Adjunct Professor of Political Science at UWA Campbell Sharman says even though this is a low rate, he does not think the introduction of compulsory voting for local elections is the answer.
“This is a debate about what elections are for, and one reason is to indicate how much people care about how their government is run,” he says.
He says if people are happy about what their local government is doing, then voting in these elections becomes less important.
“But if the council suddenly imposes a huge increase in rates, watch the turnout increase,” Dr Sharman says.
Chris Avent says typically more than 50% of those who vote at local government elections in WA are over the age of 55.
“They are more likely to be ratepayers, likely to have greater interaction with their local government, they are in the habit of voting, they may have more time to participate,” he says.
Dr Sharman says even though these rates of participation might seem low, this data may not be as accurate as we may think, as technical factors might play a role.
“There is now a major problem in counting registered voters … many voters are automatically entered on the Electoral Roll and it is hard to verify if they really live in the electoral district to which they have been assigned,” he says.

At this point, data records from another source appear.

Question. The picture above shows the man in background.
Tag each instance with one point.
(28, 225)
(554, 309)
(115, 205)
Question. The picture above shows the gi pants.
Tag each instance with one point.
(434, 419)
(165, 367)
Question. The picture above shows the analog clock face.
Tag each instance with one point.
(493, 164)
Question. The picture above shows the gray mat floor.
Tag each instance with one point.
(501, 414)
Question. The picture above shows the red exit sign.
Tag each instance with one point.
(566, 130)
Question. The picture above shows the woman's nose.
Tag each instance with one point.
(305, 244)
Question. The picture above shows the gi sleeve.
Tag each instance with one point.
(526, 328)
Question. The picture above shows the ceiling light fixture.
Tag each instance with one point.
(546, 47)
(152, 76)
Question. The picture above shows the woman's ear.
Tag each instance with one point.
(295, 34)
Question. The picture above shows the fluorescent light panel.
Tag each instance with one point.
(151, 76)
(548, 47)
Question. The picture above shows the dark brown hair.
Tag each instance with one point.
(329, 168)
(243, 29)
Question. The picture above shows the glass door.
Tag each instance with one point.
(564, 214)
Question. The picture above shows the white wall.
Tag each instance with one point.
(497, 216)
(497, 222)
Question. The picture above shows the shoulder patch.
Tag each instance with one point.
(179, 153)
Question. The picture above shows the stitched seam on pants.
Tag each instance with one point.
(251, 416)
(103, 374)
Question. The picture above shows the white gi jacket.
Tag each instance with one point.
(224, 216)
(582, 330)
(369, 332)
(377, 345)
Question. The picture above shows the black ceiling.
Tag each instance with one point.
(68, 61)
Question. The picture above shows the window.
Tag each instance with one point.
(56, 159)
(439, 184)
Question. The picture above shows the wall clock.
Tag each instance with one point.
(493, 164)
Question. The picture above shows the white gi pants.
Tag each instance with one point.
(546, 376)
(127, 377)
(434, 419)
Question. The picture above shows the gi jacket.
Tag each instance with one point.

Professor Benjamin Reilly from the School of Social Sciences at the University of WA says another technical factor that might skew this data is the fact than many people, especially young people, do not enrol to vote in the first place.
“Technically, enrolment is compulsory, but it is not enforced. Estimates are that somewhere between 500,000 and 1 million people are not enrolled to vote, and a good proportion of these people don’t enrol because they don’t want to be fined for not voting,” he said.
Chris Avent says despite this, voting in local government elections is critical, and people should not complain about decisions made by governments if they do not vote.
“We did run a campaign at the last state election that essentially said ‘If you don’t vote, you can’t complain about decisions made that you don’t like,'” he says.